Saturday, 23 April 2016

Woman Born With 2 vaginas, 2 Cervix And 2 Wombs (photos)

AFTER being diagnosed as a teen with the very rare condition called uterus didelphys (UD), in which one woman is born with two sets of reproductive organs, 31-year-old British woman Faye Wilkins was able to deliver two children from separate wombs.

“At the age of 14, I couldn’t believe it when doctors told me I was born with two vaginas, two cervixes and two wombs,” she said. “I was in complete shock as I’d never noticed the condition before as the difference were only internal.”
As Ms Wilkins explains, it wasn’t until she started suffering from severe pain during her menstrual cycle that she and her mother decided to consult with medical professionals.

“All of my friends had started their periods but I was only suffering from stomach cramps but nothing else,” Ms Wilkins recalls. “As the pain got worse, my mum took me to the doctors thinking I had an ovarian cyst because a lump had formed, but no one would scan me.”
Eight months after the initial visit, Ms Wilkins’ uterus ruptured when she went to the bathroom.

“I heard a huge pop and knew something inside me had exploded,” Ms Wilkins explains. “I was in agony, there was so much blood and I rushed to the hospital where doctors examined me and finally diagnosed me with UD.
“The condition had caused a blockage and my menstrual blood to build up, which had reached 12cm in size,” she adds.




Ms Wilkins went under the knife two months later, making her two vaginas into one, in order to prevent another rupture. Following the surgery, she was cautioned by doctors that her chances of carrying a baby to term were minimal.
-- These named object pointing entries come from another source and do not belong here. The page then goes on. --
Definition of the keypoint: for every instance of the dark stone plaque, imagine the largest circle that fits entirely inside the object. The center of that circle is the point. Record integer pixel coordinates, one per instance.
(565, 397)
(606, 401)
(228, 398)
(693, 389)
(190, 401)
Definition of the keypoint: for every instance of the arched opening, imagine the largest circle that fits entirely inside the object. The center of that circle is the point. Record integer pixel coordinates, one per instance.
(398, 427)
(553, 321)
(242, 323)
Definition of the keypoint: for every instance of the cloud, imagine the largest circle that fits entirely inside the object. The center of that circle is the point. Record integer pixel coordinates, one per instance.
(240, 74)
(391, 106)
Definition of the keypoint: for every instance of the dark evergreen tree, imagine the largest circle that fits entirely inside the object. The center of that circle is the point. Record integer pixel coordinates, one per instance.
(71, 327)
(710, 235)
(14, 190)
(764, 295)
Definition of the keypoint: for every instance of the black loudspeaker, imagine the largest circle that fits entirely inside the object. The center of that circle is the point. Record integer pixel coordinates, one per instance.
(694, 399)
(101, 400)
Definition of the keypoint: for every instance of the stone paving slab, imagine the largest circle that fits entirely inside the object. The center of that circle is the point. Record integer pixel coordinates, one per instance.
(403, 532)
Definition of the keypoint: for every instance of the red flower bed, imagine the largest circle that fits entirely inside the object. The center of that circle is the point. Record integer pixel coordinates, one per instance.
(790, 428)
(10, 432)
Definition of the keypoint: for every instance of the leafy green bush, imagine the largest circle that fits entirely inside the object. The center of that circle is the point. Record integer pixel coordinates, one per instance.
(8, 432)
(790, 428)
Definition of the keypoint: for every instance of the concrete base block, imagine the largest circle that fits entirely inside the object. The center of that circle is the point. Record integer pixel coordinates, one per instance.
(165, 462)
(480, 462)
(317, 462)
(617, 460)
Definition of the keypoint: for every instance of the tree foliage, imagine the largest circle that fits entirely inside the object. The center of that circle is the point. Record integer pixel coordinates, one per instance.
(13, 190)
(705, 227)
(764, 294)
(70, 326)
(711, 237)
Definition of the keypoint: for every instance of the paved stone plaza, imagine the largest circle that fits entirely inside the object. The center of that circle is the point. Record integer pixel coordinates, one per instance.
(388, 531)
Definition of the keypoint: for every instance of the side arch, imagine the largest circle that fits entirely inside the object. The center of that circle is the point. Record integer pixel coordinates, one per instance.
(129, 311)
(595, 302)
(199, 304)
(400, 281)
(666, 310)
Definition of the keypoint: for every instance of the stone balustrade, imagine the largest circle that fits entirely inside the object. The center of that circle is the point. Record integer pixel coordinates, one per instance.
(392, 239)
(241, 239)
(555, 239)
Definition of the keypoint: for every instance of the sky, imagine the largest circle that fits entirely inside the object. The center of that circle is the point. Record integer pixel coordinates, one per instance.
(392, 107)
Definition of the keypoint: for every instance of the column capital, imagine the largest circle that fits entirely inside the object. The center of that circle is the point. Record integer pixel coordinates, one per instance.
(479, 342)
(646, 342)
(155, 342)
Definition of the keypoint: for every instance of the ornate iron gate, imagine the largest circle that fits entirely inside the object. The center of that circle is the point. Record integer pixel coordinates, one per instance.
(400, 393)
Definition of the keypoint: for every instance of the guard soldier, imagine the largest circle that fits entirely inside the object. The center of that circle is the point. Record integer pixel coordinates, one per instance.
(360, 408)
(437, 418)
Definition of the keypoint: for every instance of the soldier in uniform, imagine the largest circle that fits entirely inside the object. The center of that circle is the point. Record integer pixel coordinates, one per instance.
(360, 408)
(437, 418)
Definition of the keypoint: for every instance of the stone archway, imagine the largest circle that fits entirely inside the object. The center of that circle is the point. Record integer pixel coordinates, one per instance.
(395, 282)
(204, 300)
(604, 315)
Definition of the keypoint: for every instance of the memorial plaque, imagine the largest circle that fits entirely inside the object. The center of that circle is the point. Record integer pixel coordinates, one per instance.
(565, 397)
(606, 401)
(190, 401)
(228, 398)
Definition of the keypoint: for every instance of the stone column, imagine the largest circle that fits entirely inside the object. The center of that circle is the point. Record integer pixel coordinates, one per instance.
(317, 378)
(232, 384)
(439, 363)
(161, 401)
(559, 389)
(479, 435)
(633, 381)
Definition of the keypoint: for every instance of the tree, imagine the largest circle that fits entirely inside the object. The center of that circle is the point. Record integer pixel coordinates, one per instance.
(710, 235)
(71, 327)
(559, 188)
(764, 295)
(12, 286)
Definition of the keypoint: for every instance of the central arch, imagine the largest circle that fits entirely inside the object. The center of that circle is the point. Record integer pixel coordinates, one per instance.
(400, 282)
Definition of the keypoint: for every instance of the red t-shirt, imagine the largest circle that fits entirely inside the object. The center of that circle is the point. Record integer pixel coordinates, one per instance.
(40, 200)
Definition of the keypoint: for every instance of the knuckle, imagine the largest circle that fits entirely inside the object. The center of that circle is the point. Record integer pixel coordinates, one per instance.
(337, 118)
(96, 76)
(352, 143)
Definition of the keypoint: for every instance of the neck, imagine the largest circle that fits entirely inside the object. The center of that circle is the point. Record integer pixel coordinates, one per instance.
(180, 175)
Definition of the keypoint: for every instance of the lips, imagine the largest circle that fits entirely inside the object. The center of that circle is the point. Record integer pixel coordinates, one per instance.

“I was warned after my diagnosis that it would be difficult to conceive due to reproductive organs being half the size they should be, making implantation harder,” she shares.
Following six miscarriages, Ms Wilkins, now a health care assistant, gave birth to daughter Molly, 7, and son George, 2. The siblings grew in the two different wombs.

“Thankfully, though, I have my two little miracles now and I’m just so pleased that they were born healthy,” she said.

After passing the 12-week mark of her pregnancy in 2008, Ms Wilkins learned that she was carrying a baby in her left womb. To prevent her daughter from being born prematurely, she opted to have a cervical stitch.


“With Molly, I had a cervical stitch to stop her being born too prematurely as my womb is split in half, it’s half the size, meaning it’s much weaker,” Ms Wilkins explains. “Thankfully, she was a little fighter and she held on as long as she could before being delivered by C-section seven weeks and two days early.”

Five years after Molly’s birth, Ms Wilkins and now-partner Lee Welch learned that they were expecting. Only this time, the baby was developing in her right womb. Despite her happiness over the pregnancy, Ms Wilkins learned early on not to get too excited too fast.
“Doctors had warned me it would be difficult to conceive and after the first miscarriage, I didn’t allow myself to get excited,” she said. “Unlike most mums, falling pregnant was actually a difficult time for me.”

Unlike her first pregnancy, during which she also called it quits with Molly’s father, she was given steroids to boost George’s development.
“I was given steroids to speed up George’s growth so he was born seven weeks and two days early,” Ms Wilkins reveals. “He was stronger than Molly, meaning he was out of neonatal care sooner.”

As she has settled into her life as a mother of two, she hopes that sharing her story will help other women living with UD not to be ashamed of the condition.
“I’ve always been upfront and honest with men I’ve dated, I wanted them to know that I may never fall pregnant and uterus didelphys is just a part of who I am,” she notes. “Having UD doesn’t make you any less of a woman, your internal organs have just formed slightly differently.”

“I want to raise awareness as many medical professionals are unaware of the condition and every time I go for a smear, it always amazes me how little people know, and how many weird questions I get asked,” she continues.
While she doesn’t plan to expand her family, she also refuses to let UD interfere with her everyday life.
“I’ve gone on to lead a relatively normal life, I only have one kidney, too, which is related to the condition, but again, I haven’t let this hold me back.”